Le jour venu, ce qui s'est présenté devant nous, c'était une vieille femme vêtue de couleurs clinquantes à en faire mal aux yeux, et un vieillard drapé de noir de la tête aux pieds. On aurait cru assister à une inauguration ou à un enterrement. Même la reine de Sulfate a trouvé à redire à cette tenue, mais de mon point de vue, la sienne n'était pas mieux. Impossible de savoir qui était l'invité principal.

Pourtant, le Daijō-ō n'a pas cédé d'un millimètre. « C'est très bien comme ça », a-t-il répété, et la tension est remontée d'un cran avec la vieille. C'est alors que Mei et Shidī sont arrivées. Shidī a affiché son dégoût habituel, mais Mei a souri : « Vous formez un couple charmant, tous les deux. » J'ai failli penser : « Charmante, ma grand-mère, y a pas un chat qui dirait ça. »

« Toutefois, si vous comptez visiter le site d'extraction du garumashionhon, il vaudrait mieux prévoir des vêtements de rechange. L'air y est saturé de poussières fines, qui saliraient vos beaux habits. Et la tenue du Daijō-ō, elle aussi, blanchirait sous l'effet de la poussière. »
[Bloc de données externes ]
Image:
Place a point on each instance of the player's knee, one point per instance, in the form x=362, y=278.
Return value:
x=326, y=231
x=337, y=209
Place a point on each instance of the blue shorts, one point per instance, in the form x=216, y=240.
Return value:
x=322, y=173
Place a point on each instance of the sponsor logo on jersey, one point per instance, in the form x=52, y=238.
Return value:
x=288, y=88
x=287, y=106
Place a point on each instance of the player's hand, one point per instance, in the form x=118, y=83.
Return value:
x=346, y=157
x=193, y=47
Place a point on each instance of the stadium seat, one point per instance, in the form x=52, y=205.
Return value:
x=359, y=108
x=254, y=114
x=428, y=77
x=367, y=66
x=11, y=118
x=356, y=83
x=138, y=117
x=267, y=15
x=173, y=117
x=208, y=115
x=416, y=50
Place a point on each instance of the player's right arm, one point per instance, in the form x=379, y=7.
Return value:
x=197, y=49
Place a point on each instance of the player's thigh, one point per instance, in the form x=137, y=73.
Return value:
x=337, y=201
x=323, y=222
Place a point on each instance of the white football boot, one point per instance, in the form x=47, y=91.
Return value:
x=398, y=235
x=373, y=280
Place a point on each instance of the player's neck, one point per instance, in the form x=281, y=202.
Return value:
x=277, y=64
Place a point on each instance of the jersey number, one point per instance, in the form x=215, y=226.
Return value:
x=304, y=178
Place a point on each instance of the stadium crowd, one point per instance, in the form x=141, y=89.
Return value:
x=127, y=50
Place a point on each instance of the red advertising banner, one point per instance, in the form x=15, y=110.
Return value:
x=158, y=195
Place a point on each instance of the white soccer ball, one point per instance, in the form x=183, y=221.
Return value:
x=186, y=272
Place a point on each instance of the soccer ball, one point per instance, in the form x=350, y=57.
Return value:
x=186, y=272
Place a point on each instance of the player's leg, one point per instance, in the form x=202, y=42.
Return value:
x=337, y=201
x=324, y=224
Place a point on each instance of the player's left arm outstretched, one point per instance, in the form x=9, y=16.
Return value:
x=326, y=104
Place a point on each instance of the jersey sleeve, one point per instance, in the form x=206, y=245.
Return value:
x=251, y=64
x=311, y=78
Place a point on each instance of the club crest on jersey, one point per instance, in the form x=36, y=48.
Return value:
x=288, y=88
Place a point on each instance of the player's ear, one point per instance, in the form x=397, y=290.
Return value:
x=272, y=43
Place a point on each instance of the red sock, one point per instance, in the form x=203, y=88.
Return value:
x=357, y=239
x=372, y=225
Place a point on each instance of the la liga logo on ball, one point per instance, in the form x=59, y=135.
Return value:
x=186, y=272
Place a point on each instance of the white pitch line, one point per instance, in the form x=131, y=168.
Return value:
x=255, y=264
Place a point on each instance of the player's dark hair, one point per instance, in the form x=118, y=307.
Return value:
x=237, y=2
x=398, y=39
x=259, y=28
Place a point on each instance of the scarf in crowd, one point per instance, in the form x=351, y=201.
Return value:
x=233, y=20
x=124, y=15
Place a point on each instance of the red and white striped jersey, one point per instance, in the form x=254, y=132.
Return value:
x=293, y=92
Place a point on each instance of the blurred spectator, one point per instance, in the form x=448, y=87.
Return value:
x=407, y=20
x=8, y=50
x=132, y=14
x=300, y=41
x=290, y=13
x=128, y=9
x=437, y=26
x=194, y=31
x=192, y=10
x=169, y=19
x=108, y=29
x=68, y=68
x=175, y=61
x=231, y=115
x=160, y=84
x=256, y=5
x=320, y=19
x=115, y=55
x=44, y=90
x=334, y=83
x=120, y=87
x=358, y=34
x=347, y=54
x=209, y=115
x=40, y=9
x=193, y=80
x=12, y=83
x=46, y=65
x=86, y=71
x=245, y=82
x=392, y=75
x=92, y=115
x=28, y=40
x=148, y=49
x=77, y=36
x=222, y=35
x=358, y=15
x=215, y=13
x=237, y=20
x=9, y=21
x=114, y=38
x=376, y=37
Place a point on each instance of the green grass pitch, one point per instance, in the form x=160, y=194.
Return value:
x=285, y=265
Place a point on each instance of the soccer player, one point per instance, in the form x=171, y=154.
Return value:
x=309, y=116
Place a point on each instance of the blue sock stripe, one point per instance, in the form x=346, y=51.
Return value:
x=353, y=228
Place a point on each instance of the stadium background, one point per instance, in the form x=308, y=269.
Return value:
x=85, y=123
« Hmm. C'est une négligence de ma part. Effectivement, cette tenue ne convient pas pour aller sur le terrain. Je vais aller chercher des vêtements adaptés tout de suite. »

« Ah, j'ai apporté des vêtements de travail, par précaution. »

« Quoi… Meiḷas-dono, vous êtes vraiment prévoyante. Ce Ribon vous remercie du fond du cœur. »

Le Daijō-ō avait l'air ravi. Mei a alors tourné son regard vers la reine de Sulfate.

« J'ai aussi prévu des vêtements de rechange pour Votre Majesté. Si vous souhaitez visiter le site, n'hésitez pas à le dire. »

Elle n'a ni confirmé ni infirmé, mais a baissé lentement la tête, l'air vaguement embarrassé.

Pour ce voyage à Ruchibeito, vu que moi, Mei et Shidī y allions en personne, cela aurait posé divers problèmes. J'ai donc enroulé un tissu autour de mon visage et décidé d'y aller sous le nom de Kenchin. Quant à Mei et Shidī, j'ai posé une barrière sur elles pour qu'elles paraissent différentes, et bien sûr, j'ai changé leurs noms. « Meiḷas-dono » aurait trahi son identité, alors Mei est devenue « Meido », et Shidī « Sōnatta ». Shidī n'a rien dit, mais le Daijō-ō a encore réagi pour Meido. « Je ne peux pas appeler Meiḷas-dono "Meido" », a-t-il insisté. « Tout le monde l'appelle "Mei-dono", "Mei-dono". Si on dit "Mei-dono", l'autre entend "Meido-dono", non ? » ai-je expliqué. Mais il a refusé, prétextant que c'était impoli. J'ai failli lui coller une gifle, mais Mei a souri : « Si vous m'appelez comme ça, je serai heureuse. » Le vieux a rougi, s'est mis à bafouiller et a fini par s'incliner : « Je… je ferai comme vous dites. »

« … Quelle bonne épouse. »

La reine de Sulfate l'a murmuré sans réfléchir. J'ai ressenti une joie sincère à ces mots.